2. Switch to facts-based decision-making
New business insights unearthed through benchmarking can help form the right strategic approaches for greater efficiency and fostering innovation. Take the example of energy usage benchmarks; a factory might identify that switching out older machinery could be a significant cost driver.
3. Gain a deeper understanding of global and regional performance
Examining your company’s technology adoption, productivity, operational vulnerabilities, and more against global peers will ultimately boost competitiveness. Segment-level insights can help manufacturing companies drill down into specific industry clusters for detailed analysis. Learning from your industry peers can support your fact-driven decisions and provide a solid reason for the change.
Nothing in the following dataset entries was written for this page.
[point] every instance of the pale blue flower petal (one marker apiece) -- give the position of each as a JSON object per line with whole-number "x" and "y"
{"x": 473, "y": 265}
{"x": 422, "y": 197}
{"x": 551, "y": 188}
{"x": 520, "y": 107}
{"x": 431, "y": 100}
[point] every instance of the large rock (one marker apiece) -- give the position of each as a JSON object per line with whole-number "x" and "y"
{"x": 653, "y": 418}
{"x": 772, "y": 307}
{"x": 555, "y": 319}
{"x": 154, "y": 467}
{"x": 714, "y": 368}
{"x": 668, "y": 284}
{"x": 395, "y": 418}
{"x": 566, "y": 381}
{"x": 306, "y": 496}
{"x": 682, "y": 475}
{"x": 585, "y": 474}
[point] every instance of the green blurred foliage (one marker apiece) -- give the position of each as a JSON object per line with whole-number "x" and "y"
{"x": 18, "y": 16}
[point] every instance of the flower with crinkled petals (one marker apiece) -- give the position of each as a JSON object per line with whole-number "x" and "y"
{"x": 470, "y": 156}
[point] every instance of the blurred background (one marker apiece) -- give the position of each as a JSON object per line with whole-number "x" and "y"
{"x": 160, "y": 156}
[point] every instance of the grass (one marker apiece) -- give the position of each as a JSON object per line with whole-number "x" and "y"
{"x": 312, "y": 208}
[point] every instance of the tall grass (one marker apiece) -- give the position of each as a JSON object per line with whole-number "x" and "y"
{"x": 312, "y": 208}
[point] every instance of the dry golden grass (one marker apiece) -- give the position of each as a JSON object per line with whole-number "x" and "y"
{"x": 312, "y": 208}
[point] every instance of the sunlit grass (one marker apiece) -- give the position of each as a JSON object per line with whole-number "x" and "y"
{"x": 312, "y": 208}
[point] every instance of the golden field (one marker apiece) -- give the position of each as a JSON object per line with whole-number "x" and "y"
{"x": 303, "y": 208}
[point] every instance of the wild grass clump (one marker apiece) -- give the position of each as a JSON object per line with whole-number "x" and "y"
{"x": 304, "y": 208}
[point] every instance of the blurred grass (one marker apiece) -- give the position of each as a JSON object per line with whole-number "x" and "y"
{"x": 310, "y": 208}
4. Develop targeted growth strategies
What you cannot measure, you cannot improve, but with more in-depth data, you can reset your growth trajectory with a clear vision of how to achieve it. Benchmarking can support your cost profiling that could lead to cost savings such as energy optimisation and resource allocation but also uncover a demand gap in the global market sector, leading to new product ideas and diversifying product offerings.
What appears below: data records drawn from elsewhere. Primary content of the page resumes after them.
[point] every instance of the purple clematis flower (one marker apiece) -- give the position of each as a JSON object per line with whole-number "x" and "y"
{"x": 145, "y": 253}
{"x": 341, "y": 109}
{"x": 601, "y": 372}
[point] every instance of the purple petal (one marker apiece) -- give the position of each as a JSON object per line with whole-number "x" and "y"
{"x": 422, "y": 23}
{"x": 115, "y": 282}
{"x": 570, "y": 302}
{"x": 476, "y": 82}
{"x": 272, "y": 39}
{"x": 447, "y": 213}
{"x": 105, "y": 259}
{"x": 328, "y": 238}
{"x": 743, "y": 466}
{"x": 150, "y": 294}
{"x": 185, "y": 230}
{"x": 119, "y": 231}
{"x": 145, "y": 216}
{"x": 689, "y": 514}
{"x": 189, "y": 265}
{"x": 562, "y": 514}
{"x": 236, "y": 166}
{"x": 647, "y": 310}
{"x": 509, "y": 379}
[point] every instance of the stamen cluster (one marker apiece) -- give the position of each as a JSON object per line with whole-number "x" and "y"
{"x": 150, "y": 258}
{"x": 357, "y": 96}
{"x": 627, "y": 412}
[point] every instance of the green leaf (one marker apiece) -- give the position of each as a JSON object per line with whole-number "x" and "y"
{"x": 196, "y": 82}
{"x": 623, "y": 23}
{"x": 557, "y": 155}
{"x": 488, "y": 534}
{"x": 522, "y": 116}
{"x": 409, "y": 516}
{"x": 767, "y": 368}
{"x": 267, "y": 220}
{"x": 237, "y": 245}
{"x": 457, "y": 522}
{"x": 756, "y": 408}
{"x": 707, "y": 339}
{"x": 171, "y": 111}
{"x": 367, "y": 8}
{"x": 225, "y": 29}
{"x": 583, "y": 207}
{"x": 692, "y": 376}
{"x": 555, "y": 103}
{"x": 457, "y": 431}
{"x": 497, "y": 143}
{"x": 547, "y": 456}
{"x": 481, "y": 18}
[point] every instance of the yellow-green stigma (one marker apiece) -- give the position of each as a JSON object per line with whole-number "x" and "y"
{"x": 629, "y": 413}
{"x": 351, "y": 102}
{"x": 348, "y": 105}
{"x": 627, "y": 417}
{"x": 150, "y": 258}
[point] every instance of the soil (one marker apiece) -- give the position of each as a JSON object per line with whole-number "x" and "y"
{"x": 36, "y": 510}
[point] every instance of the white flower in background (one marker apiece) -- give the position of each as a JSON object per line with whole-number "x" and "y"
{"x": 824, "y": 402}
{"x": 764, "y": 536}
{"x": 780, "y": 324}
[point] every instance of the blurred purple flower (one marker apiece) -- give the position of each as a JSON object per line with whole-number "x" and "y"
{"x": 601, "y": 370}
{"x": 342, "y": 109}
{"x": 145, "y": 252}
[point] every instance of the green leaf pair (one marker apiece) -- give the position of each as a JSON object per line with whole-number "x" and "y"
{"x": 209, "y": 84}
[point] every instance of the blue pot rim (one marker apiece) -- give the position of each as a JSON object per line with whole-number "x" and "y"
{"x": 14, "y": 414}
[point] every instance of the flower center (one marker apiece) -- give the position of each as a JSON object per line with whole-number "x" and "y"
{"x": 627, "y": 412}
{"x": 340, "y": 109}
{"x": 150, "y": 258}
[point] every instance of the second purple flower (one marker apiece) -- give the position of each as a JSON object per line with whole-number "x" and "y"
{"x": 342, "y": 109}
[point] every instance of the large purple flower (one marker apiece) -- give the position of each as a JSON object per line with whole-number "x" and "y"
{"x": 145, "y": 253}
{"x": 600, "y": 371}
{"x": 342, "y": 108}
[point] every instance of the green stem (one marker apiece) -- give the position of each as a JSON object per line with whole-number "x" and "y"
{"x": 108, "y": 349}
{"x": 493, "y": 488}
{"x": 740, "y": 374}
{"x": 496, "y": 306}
5. Drive collaboration and alignment
Fast Company asserts that a “reinvention mindset” sets high-performers apart from peers, but benchmarking with this mindset can help bring the team together through insights showing the entire organisation’s current status. For instance, examining data of how peers address inefficiencies in supply chain logistics can encourage teams to craft streamlined workflows.
Can benchmarking help Europe’s automotive industry reclaim competitiveness? A case study in point
According to McKinsey and Co., the European automotive industry, a key economic driver, faces challenges: the market share dropped 13 percentage points and supplier profitability declined from 7.4 per cent to 5.1 per cent over the last five years. The challenges included disruptive shifts in powertrain technology, changing customer demands for specific features within vehicles, and the shift from hardware- to software-defined vehicles. To regain competitiveness with a sense of urgency, European automakers have the opportunity to implement targeted benchmarks to guide their strategies and improve their performance.
Benchmarking can support European automakers by detecting performance gaps, aligning with best practices, and driving advancements like within the vehicle architecture innovation space. McKinsey and Co. indicate that if auto manufacturers adopt a zonal-based electrical/electronic (E/E) vehicle architecture (consolidating electric control units into fewer domain controllers responsible for different zones in the vehicle, for example) they can quickly enhance cost-effectiveness, reduce material costs by 10-20 per cent and boost overall efficiency.
Benchmarking for future protection: a data-driven future for smarter manufacturing
Navigating these complexities requires robust tools. But don’t lose heart; take inspiration from the case studies we explored, and that there are frameworks and analytics designed by organisations like INCIT to specifically answer these challenges. Singapore-based thinktank INCIT created these innovative frameworks to futureproof manufacturing companies by leveraging benchmarking and analytics to deftly navigate the industrial sector’s volatility, uncertainty, and ambiguity.
Empowering over 60 countries with actionable insights, INCIT’s innovative maturity assessments, combined with XIRI-Analytics, offer a strategic advantage, enabling manufacturing businesses to pinpoint areas for improvement and drive significant growth. With the critical insights they gain, they have a bird’s eye view of areas of improvement as they can compare industry benchmarks across the globe, regions, and country clusters. This enhanced visibility offers the potential for significant transformation within your manufacturing organisation, showing your board and stakeholders how to strategically blaze a path forward in this digital, modern age.